Faculty Profiles
Shadi A. Dayeh
Professor, Electrical and Computer Engineering
Neurotechnology for the central nervous system. Hetero-integration science and technology for electronics and medical devices.
Dayeh’s Integrated Electronics and Biointerfaces Laboratory (IEBL) is a recognized leading laboratory in human neurotechnology development and translation, and in the development of high performing electronic material combinations, structures, and devices. Dayeh’s robust training for mentees at the IEBL covers fundamental science and applied technology to prepare its members to lead the future of biomedical and biotechnology device manufacturing and of advanced electronic material growth, device, and system level implementation.
A key aspect of his lab’s work is the complete cycle of electronic material development from material growth to device design and fabrication, to benchtop characterization with in vitro and in vivo studies, analysis and modeling, to atomic scale microscopy, a set of leading expertise in these domains that is uniquely available at the IEBL. IEBL strives to invent and push the boundaries of heterointegration of lattice and thermal mismatched materials with a current focus on gallium nitride (GaN) and indium nitride (InN) for power, radio frequency and millimeter wave applications, and thin-film transistors for biomedical device applications.

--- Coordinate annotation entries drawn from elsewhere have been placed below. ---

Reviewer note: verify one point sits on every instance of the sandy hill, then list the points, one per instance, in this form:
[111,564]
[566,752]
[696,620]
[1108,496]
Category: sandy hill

Specialized skills acquired at the IEBL include metal-organic chemical vapor deposition (MOCVD), CVD, microelectromechanical systems (MEMS) micro- and nano-fabrication techniques, semiconductor device modeling and analysis, electrochemical characterization and modeling of electrode-tissue interfaces and their safety, the design, verification and validation of implantable electrophysiological devices, surgical and fundamental electrophysiological research paradigms in small and large animals and in humans in collaboration with multiple high profile clinical centers including UC San Diego’s Health Sciences, Massachusetts General Hospital, and Oregon Health & Sciences University.
Capsule Bio:
Shadi Dayeh received his B.S. in Physics/Electronics from the Lebanese University in Beirut, Lebanon in 2001, M.S. in Electrical Engineering from Southern Methodist University in Dallas in 2003, and Ph.D. in Electrical Engineering from UC San Diego in 2008. He did postdoctoral studies at Los Alamos National Laboratory as Director’s Fellow (2008-2010) and Distinguished J. R. Oppenheimer Fellow (2010-2012) and then joined the faculty of the Department of Electrical and Computer Engineering at UC San Diego in November 2012, where he directs the Integrated Electronics and Bio-interfaces Laboratory.
During his Ph.D., Dayeh received a best paper award at every conference series and technical society where he presented his graduate work on InAs nanowires. At Los Alamos National Laboratory, Dayeh was appointed as a Director’s Fellow in 2008, was promoted to a Distinguished Oppenheimer Fellow in 2010 where he co-led and mentored with Tom Picraux a group of a dozen postdocs whose work resulted in a scientific renaissance in the Ge/Si nanowire material system and its applications; these mentees are now on the faculty at academic institutions in the US and abroad and staff scientists in the national labs. At Los Alamos, Dayeh received the Distinguished Postdoctoral Performance Award and Achievement Awards for every year he was at the lab.
After joining UC San Diego, he received the NSF Early Career Award in 2014, the Jacobs School of Engineering Teacher of the Year Award in Electrical and Computer Engineering in 2015, and ISCS Young Scientist Award in 2018, and the NIH Director’s New Innovator Award in 2019, and the 2021 Technologist of the Year LebNet Bireme Award. Dayeh became a BRAIN initiative awardee in 2021 and leads a multi-center project to develop wireless epilepsy monitory systems that will have impact on the diagnosis and treatment of epilepsy and other neurological diseases. His students continue to win local and national recognitions and best paper awards and to publish influential results in their domains of training.